Son livre Dieu seul me voit (poétique euphémisme pour évoquer la masturbation), publié en 1995, est une lecture obligée pour quiconque veut comprendre ce fragment d’Afrique qu’est Haïti. Najman y trace aussi des parallèles en écho à sa propre histoire. Comme le soulignaitLibération dans sa critique «Au Juif errant répond le Noir errant[l’esclave en fuite, ndlr], au mythe haïtien du zombi celui du Golem, aux milliers d’esclaves morts […] les victimes de l’Holocauste.»
Dans son premier long métrage, la Mémoire est-elle soluble dans l’eau ? (1996), Charles Najman suit les pas de sa mère, invitée, comme d’autres rescapées de camps, à suivre une thalasso à Evian aux frais de l’Etat allemand. Ce regard tendre et caustique sur la survie après la Shoah recevra plusieurs prix.

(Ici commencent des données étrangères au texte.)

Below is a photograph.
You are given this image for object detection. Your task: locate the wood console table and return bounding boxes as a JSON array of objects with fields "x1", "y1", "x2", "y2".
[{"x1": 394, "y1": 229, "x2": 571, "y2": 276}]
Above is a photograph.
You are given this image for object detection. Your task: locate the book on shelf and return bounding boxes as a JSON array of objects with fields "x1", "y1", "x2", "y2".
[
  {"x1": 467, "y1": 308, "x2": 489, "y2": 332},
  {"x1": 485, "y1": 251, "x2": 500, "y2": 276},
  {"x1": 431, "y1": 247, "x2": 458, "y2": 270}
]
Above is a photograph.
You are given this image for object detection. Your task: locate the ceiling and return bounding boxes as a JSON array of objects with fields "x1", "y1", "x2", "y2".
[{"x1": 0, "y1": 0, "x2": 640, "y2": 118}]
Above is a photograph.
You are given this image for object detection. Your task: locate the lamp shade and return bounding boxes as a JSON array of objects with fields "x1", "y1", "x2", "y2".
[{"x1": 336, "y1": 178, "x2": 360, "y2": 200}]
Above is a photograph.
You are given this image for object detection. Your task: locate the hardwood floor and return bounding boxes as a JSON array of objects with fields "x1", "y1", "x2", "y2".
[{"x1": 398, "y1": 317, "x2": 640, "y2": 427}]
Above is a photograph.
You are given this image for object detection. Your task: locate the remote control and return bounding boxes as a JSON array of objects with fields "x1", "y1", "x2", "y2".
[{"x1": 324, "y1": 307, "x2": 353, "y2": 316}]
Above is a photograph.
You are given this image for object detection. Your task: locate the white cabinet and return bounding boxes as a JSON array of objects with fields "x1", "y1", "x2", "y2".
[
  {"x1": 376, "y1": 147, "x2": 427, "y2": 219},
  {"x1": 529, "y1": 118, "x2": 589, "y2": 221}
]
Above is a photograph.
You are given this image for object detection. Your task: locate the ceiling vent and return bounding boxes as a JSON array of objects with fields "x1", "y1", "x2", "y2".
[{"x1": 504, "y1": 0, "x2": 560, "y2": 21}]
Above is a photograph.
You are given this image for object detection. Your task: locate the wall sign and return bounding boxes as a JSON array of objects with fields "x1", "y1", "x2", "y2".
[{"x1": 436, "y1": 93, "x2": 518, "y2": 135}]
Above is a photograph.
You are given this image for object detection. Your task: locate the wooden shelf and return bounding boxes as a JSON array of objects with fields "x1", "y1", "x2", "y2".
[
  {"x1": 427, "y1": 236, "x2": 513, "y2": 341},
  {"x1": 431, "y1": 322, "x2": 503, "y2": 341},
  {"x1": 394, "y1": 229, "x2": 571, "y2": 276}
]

En 1999, il part à Haïti tourner les Illuminations de madame Nerval sur un péristyle (temple) dirigé par des femmes à Jacmel, en Haïti. Le film sera récompensé par le prix Jean-Rouch. En 2002, Royal Bonbon est le premier long métrage de fiction entièrement tourné en Haïti. Suivra en 2004 la Fin des chimères ?réalisé pendant les cérémonies du bicentenaire de la première République noire de la planète. Puis, quelques mois après le séisme meurtrier de janvier 2010, Une étrange cathédrale dans la graisse des ténèbres, où le poète Frankétienne lance ses vers visionnaires au milieu des ruines de Port-au-Prince.
En 2014, Charles Najman revenait à la fiction et à l’exploration de la mémoire juive avec Pitchipoï, du nom du pays rêvé, cher aux Juifs d’Europe centrale. Qui, lui aussi, a un miroir en Haïti : «l’Afrique-Guinée», la terre mère que les fidèles de la religion vaudoue rejoignent à leur mort.